「教育に関わる市民の自発的な社会活動を支援・促進し、Well-Beingな(より良い)社会を形成すること」。これが、NPO法人Educational Future Centerの活動目的です。チームビルディングとファシリテーションの専門家で、子供のアウトドア教育、スポーツチームのチーム力強化、社会人の組織力強化などに長らく取り組んできた長尾彰氏代表と、中川綾同副代表に、フューチャーセンターの可能性について、お話を伺いました。長尾さんと中川さんは、震災直後、荻原直紀氏(当時富士ゼロックスKDI、現世界銀行)の呼びかけで「プロジェクト結(ゆい)コンソーシアム」という一般社団法人をともに立ち上げ、石巻市で「子供たち、教育、学校のフューチャーセンターづくり」を続けています。
石巻での復興支援とフューチャーセンター
――お久しぶりです。最近の活動は、いかがですか?
長尾:「プロジェクト結」で大忙しです。でも、この震災復興音活動が、驚くほど「フューチャーセンター」とつながっていると、日々感じていますよ。「作る」「試す」「イノベーションする」ための場所を作ることが、自分たちの仕事だと思っています。石巻でも、人が集いやすく、考えやすく、話が可視化できる空間、それを作ることをいつも考えています。
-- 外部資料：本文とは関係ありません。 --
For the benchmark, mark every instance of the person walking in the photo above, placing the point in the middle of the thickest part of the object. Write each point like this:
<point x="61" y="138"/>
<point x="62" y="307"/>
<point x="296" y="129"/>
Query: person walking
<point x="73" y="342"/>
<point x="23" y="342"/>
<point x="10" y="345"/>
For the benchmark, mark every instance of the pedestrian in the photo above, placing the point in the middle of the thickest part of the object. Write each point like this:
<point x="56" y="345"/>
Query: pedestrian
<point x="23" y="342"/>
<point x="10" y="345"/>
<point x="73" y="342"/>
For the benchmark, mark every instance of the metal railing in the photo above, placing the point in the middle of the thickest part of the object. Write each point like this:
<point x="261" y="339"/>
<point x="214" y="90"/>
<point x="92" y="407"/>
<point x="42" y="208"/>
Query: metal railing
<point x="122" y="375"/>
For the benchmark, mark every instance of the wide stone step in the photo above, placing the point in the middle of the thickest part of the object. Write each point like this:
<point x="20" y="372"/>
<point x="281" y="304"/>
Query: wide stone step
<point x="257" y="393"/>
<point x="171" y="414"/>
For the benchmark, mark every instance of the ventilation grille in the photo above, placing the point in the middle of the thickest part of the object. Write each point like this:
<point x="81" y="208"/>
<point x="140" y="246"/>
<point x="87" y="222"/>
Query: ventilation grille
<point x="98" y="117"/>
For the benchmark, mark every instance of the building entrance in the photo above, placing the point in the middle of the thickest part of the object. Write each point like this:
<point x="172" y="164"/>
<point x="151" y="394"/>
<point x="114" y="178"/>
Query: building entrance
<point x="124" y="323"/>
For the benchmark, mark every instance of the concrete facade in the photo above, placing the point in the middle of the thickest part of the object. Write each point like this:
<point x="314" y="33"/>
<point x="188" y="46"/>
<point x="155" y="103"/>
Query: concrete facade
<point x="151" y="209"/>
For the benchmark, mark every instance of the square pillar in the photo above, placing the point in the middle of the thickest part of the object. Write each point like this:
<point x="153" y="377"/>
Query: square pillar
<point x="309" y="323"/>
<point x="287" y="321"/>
――現地には、そんな場所がまったくないんでしょうか?
中川:場所は、ところどころにはあるんです。例えば、石巻専修大学には、災害復旧のための場があります。
長尾:震災直後は、文脈の共有できる場所が、とても大事でした。石巻では、石巻専修大学に毎晩7時からボランティアリーダーが200人くらい一つの部屋に集まって、情報共有をしていました。いわば、ボランティアの族長会議のような感じだと思ってください。
中川:私たちは途中参加だったので、いわゆる「ボランティアコミュニティ」に認知してもらえるまでに時間がかかりました(笑)。やはり何度も通って、発言して、情報共有して、やっと、しっかり活動している団体だと理解してもらえたのだと思っています。
長尾:でも、この「全員が物理的に一堂に会す場所」があることが、本当に大きかったと思います。時間と場所が決まっているから、毎回行けなくても、行けるときにいつでも行ってみようということになります。実は偶然にも、震災直前の1月に石巻市と大学が、災害時に大学を市民が使えるようにするという協定を結んだ直後だったらしく、そのおかげで広い場所が使えたんです。今思えば、あそこにホワイトボード10枚、それからポストイットとか、壁新聞キットとか、ワークショップ道具があれば、違ったと思う。フューチャーセンターになったかもしれない。